When Juvenile Detention CBA Allows for Light Duty Positions, Detention Center is Required to Offer it to Officers, Arbitrator Declares

By David Worley

Light DutyWhen the Ashtabula County Youth Detention Center declared that it was no longer providing “transitional” positions, which were specifically detailed in the CBA, the employer was found by an arbitrator to have improperly read these provisions out of the CBA.

In Ashtabula Youth Detention Center,  131 LA 848 (Cohen, 2012), the grievant, a detention 17 year officer, was denied a light duty “transitional” position when she re-injured her arm and was denied a temporary position in the control room, as had been assigned after the first injury.  The employer stated in a responsive memo that it was no longer providing transitional work for otherwise qualified employees.  This, found the arbitrator, was the same as no longer recognizing the provision in the CBA that detailed the assignment of transitional work, and was therefore an improper unilateral change to a bargained-for provision.
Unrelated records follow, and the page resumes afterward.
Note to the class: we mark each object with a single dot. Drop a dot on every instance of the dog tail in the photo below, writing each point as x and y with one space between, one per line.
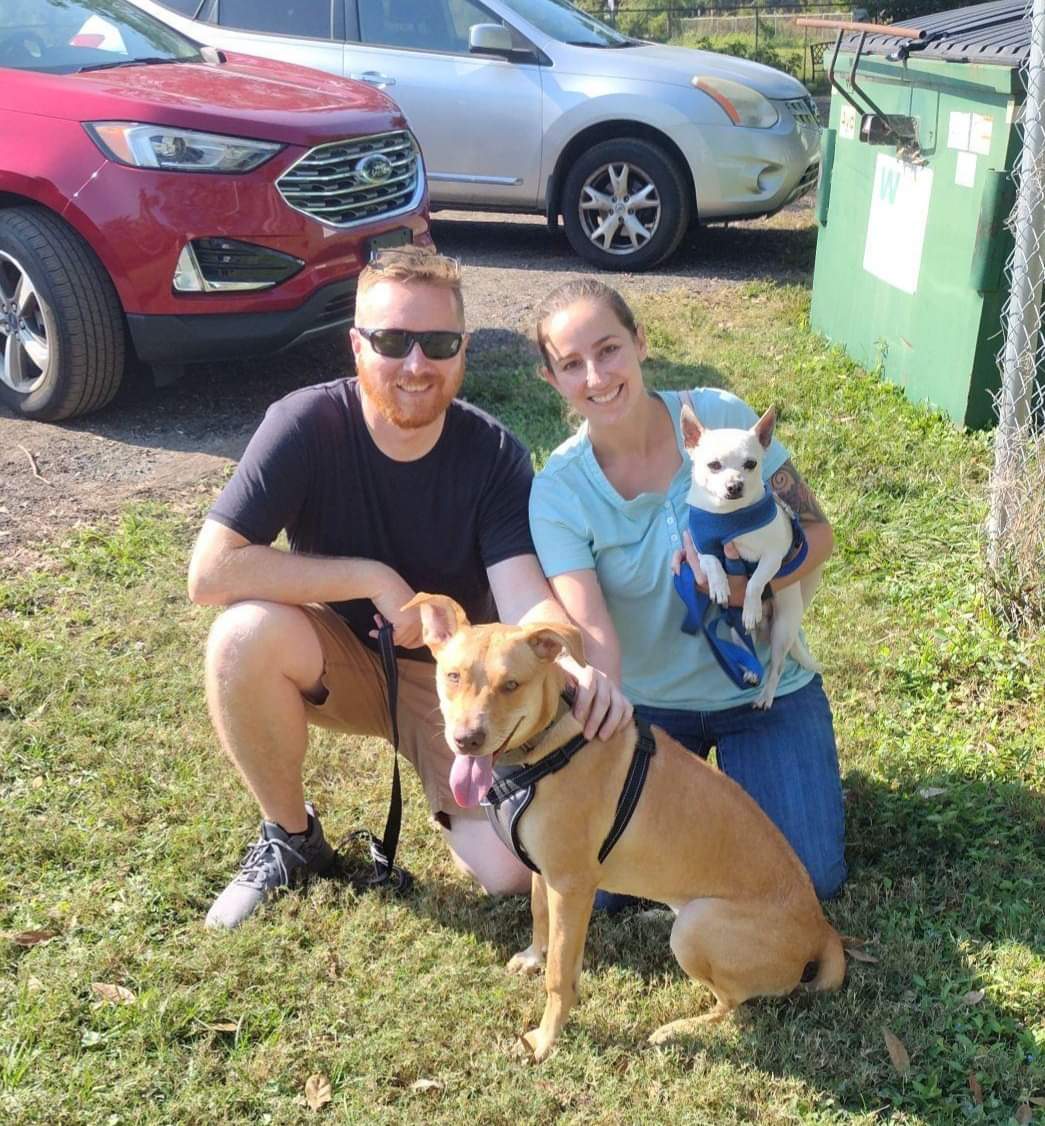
801 653
830 964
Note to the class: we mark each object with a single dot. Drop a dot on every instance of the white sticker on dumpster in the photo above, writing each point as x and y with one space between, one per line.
896 223
957 130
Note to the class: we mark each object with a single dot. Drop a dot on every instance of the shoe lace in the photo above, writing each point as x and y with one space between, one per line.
262 857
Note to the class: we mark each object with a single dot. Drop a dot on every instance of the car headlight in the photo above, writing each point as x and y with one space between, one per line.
742 105
178 150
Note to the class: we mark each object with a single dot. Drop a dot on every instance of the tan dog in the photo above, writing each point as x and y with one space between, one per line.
748 921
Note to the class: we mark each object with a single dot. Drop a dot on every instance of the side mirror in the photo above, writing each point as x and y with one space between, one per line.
490 39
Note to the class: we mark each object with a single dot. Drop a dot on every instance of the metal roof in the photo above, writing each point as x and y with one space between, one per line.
997 32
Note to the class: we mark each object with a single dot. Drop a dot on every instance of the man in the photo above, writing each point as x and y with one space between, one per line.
385 484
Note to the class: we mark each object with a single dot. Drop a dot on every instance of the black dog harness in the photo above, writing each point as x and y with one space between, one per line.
515 785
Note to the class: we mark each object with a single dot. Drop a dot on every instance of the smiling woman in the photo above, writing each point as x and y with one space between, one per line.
607 515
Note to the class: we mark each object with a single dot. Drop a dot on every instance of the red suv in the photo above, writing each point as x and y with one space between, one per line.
171 202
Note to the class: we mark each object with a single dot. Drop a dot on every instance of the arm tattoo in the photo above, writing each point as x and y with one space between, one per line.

The grievant, a female detention officer, injured her arm twice while pushing open a heavy door.  The first injury resulted in her being assigned a light duty position in the control room for roughly two months.  Seven months later, the grievant re-injured her arm in the same way.  This time, however, she was denied the transitional position and told that no such work was available.

Examining the applicable CBA provision 32.02, the arbitrator noted that it detailed in length the procedures for the grievant to be assigned to a light duty position.  By removing the possibility of a transitional position, the employer improperly removed any effect of that provision.

The evidence is compelling that the County violated Section 32.02 by not providing transitional work to the Grievant after her second injury on September 30, 2010. Such transitional work may involve duties in the control room or another available transitional work setting. It must be emphasized that such transitional work is not discretionary on the part of the County; it is a mandatory part of the bargain entered into with the Union.